Ten minutes later, the attentive Mr.s Frary came in to find her gruel getting
cold. It had been too thick for Mary Taylor's blistered throat. She took the
jug downstairs and returned a few minutes later. "It's thinner now and I hope
you'll take it," she said.
Downstairs, Peter Taylor had a visitor. William Powell, the blacksmith had
come for a haircut. When he heard there was sickness in the house, he offered to
leave but Peter insisted that he stay. Upstairs they could hear Mary moaning while
women flitted in and out of the shadows carrying bowls, cups and jugs."Kate
Frary put the basin on the table," Powell said, "I saw her put something into
the gruel which looked like powdered sugar or flour. She then took a much larger
portion of something which looked like salt and put it in the gruel which she then carried
upstairs.
"How is she?" Peter Taylor asked. "Very bad," Kate
replied. "But we have hopes."
Later, Mary Lake came to join the party, just in time to help put Mary Taylor
back into the bed from which she had fallen out in her agonised struggle.

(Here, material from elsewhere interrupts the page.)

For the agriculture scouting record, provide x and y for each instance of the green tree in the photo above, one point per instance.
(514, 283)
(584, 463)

Downstairs, her husband sat by the fire, smoking a pipe. |
 |
At midnight, after Mary had become unconscious, they decided to
send for the doctor. Mr. Cremer arrived and saw that there was nothing he could do.

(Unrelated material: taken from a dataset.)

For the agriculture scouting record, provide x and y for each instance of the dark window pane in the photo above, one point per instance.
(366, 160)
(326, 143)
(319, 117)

He asked if there was any poison in the house, went downstairs and asked Peter
Taylor if he was troubled with vermin. "There are things laid about which might
be laid with the victuals," he observed.
When he went upstairs, Mary Taylor was dead. Mr. Cremer waited until
Mary's mother, Mrs. Miles, arrived then went home. Mrs. Miles, Phoebe Taylor, Mrs.
Lake and Kate Frary all helped to lay the dead woman out, washing her corpse clean,
plugging the bodily openings through which her life had leaked away, binding the sagging
jaw, closing her bloodshot eyes.
Then they all tramped downstairs to console the new widower who had just brewed
a cup of tea. But they used Mrs. Miles' sugar. "We didn't ought to have
none of that," Kat Frary said, pointing at the Taylor's sugar bowl.
They sat there through that dreadful night, drinking cup after cup of strong tea
until the cold March dawn. There were those who knew, others who guessed or
suspected. Already a message was on its way to the Coroner, Francis Quarles of
Foulsham. Their long vigil marked the turning of the time: there would be no more
poisonings (though one would be attempted), just the snapping of three sets of vertebrae
at the end of Calcraft's rope outside Norwich Castle in the blinding August sun.